承諾してくれた綾に対し、淳平も声を張る。

そして詳細を話していく。

「一応時間は100分前後になると思う。

 ただそれはあまり気にしないで。

 こっちで調整するから東城の好きなように。

 ストーリーは複雑の方がいいけど、汚くはならないように。

 話の流れは基本的に任せるけど、テーマは『万物流転』でお願い」

そこまで言って口を閉じる。

綾は何度も反芻するようにしっかりと記憶し、同時に久しぶりの脚本に踊る気持ちが抑えられなかった。

「それにしても真中君、映画撮るの?」

そう聞く綾に、淳平はいや、と短く答え続けた。

まだ撮ると決まった訳じゃない。

ただ撮ることになったらすぐに作ることが出来るよう作っておいて欲しいんだ。

その旨を伝えると、綾は納得したように返事をし、任せてと言った。

「じゃあお願い」

そう言って淳平は電話を切った。






既に切れた電話を眺めながら綾は思う。

脚本…脚本…

5年ぶりの脚本…。

楽しみで仕方がなかった。

自分の作ったストーリーが複数人の意志の元、オリジナリティを持って作り替えられていく。

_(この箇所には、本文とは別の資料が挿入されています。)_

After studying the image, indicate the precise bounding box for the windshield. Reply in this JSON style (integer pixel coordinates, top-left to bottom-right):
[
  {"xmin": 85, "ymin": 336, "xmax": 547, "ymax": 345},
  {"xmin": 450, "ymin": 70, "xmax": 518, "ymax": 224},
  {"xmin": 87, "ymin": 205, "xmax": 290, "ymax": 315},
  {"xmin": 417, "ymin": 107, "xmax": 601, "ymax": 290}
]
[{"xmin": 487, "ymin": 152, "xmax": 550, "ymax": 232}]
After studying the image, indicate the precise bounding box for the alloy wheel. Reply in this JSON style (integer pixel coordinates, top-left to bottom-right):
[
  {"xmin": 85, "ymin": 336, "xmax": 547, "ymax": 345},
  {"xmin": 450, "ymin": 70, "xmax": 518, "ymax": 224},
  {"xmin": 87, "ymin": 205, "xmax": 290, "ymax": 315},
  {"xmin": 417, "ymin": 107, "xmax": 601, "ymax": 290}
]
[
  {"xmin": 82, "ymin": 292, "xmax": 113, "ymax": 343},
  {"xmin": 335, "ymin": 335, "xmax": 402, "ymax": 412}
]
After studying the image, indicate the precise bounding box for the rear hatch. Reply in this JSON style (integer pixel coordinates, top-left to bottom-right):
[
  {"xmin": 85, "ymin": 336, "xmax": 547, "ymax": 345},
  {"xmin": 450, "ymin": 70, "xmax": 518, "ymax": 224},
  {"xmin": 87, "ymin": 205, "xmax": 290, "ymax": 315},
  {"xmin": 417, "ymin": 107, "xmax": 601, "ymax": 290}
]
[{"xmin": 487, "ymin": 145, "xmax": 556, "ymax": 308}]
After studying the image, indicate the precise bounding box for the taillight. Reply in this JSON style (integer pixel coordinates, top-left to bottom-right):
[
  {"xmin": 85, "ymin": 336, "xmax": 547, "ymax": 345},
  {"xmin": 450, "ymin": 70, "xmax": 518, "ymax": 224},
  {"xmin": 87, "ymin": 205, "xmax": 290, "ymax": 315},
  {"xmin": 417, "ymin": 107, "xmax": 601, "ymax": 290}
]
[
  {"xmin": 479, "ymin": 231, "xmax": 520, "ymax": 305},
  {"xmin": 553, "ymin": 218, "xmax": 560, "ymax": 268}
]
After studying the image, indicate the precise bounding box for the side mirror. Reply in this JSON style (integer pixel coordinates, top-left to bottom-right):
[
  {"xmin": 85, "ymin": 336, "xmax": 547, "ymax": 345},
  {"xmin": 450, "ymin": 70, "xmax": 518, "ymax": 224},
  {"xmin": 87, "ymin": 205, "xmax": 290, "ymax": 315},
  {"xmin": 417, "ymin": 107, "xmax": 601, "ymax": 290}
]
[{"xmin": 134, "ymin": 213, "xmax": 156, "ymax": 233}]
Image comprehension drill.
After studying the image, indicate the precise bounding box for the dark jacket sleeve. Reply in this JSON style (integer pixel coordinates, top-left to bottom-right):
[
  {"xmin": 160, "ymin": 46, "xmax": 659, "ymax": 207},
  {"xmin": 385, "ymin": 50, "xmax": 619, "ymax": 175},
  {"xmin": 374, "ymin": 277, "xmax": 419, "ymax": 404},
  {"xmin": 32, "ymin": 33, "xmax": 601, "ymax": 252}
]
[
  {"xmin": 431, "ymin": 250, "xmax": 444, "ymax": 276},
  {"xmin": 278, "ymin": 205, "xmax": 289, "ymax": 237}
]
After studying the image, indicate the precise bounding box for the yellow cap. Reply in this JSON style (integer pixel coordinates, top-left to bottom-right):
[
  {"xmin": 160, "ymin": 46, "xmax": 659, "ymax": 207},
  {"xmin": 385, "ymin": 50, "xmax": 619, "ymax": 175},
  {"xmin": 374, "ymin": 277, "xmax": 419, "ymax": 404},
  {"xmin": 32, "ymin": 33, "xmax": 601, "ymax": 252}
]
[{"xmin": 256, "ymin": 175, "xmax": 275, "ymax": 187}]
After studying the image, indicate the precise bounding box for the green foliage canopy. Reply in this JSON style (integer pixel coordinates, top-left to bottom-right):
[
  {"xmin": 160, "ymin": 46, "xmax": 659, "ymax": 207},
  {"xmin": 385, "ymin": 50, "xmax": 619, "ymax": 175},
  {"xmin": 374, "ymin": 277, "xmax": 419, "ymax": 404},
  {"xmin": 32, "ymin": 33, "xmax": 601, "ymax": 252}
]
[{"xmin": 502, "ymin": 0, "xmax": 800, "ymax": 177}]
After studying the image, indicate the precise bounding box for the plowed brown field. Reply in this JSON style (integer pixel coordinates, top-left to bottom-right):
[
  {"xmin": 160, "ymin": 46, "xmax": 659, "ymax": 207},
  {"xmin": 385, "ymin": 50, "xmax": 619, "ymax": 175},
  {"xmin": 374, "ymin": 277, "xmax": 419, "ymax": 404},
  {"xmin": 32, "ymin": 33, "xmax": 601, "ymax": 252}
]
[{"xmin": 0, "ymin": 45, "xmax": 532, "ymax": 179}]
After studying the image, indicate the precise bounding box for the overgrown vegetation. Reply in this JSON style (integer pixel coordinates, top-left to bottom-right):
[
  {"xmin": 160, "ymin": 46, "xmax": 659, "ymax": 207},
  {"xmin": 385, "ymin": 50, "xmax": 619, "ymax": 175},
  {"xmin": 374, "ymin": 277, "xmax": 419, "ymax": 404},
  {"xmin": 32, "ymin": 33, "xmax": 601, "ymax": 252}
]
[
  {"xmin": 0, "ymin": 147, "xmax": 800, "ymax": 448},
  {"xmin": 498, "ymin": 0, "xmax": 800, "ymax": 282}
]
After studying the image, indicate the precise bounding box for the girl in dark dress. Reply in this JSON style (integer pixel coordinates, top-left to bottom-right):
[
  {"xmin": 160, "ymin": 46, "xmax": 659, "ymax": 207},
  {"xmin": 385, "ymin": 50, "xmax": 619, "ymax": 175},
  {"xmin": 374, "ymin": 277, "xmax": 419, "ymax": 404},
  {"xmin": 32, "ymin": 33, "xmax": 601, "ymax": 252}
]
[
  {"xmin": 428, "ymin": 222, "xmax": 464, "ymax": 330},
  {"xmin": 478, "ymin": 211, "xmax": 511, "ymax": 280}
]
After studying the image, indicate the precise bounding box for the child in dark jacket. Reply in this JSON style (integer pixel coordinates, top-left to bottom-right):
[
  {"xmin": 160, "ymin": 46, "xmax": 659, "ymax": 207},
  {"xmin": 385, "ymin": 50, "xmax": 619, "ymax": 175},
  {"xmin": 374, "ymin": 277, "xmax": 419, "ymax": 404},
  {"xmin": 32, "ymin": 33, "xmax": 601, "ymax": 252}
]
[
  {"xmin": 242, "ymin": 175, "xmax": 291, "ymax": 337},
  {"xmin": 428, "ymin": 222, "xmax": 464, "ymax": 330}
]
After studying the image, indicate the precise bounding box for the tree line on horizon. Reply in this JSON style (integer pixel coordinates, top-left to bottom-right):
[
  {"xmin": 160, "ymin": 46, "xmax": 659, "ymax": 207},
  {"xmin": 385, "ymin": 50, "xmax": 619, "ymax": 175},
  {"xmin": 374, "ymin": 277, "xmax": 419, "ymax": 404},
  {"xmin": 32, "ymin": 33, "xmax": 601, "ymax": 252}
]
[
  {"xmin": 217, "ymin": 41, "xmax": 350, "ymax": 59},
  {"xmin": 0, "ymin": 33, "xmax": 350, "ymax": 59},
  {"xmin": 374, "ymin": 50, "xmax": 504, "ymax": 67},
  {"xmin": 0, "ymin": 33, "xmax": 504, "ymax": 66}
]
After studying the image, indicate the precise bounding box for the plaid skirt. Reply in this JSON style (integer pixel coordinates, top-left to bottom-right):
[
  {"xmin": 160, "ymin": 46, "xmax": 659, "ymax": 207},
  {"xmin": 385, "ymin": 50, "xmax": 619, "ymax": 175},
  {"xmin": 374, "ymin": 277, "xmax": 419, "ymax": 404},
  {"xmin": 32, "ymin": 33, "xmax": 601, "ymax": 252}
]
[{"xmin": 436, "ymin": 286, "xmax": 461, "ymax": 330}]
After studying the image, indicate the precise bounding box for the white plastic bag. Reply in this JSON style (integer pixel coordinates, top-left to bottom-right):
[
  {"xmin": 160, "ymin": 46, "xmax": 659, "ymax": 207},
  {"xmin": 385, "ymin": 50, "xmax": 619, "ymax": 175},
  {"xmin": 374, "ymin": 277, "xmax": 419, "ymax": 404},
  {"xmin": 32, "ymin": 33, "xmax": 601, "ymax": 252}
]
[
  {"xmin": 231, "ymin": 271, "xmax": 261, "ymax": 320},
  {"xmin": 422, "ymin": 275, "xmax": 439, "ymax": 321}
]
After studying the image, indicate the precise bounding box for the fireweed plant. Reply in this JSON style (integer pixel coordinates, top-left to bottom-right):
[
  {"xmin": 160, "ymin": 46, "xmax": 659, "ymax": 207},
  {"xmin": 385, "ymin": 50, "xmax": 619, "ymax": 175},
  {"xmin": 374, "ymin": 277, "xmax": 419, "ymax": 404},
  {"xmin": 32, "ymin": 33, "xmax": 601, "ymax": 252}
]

その様はどこか寂しさを伴い、それでいて他人の感性にふれる興味深さがあった。

「何だって?」

そう尋ねるさつきに内容を笑顔で伝える。

さつきはへぇ〜と気の抜けた返事をし、あいつはまだ映画を撮ってるのよね、そう感慨深げに言った。

「よく考えたら本当にすごいことなのかもね」

「そうかもしれない」

「ま、真中ってだけですごさが伝わらなくなるからそっちの方がよっぽどすごいわ」

冗談交じりでそんなことを呟いた。

凄さを感じさせない凄さ。

そう言えばなんとも格好のいいものだったが、言い換えればあいつが何をしたってすごく思えない、そう言っているだけであった。

「あたしもそろそろ帰ろうかな〜。

 夕飯の支度もしなきゃいけないしね」

さつきはそう言い、いつきに帰るよと促した。

「じゃ、またね」

「うん、今度は西野さんも一緒だといいね…」

「ま、あいつならなんとかなんでしょ」

根拠も理由もない妙な期待感、それこそが淳平の魅力の一つであるのかも知れない。

5年たち、どことなく風格の変わった淳平に、ある種の尊敬の意を込めているさつき。

だが彼女は23歳の真中淳平を把握しきっていない。

その妙な期待感には、すでに根拠も理由も備わっていることを知らない。



















淳平はベッドの上で考え込んでいた。

つかさのことである。

思ったよりも友好的に接することが出来たのではないかと思う。

ただ、発言の中には絶望的なものもあった。

一緒にいると辛い。

あの発言がある以上、しっかりとした話し合いが出来ない可能性も多分にある。

つまりこれ以上の進展が見られないかもしれない。

そうなってしまうと、自分自身の力ではどうしようもない。

少し無理矢理にでも話すか…。

そもそもどんな風に話せばいいんだろうか。

考えることは尽きなかった。

完全に日暮さんに囚われている。

死者が生者を迷わせるなんて…。

そんなことを考えていた。

結局、この世界は生者を中心にして回っている。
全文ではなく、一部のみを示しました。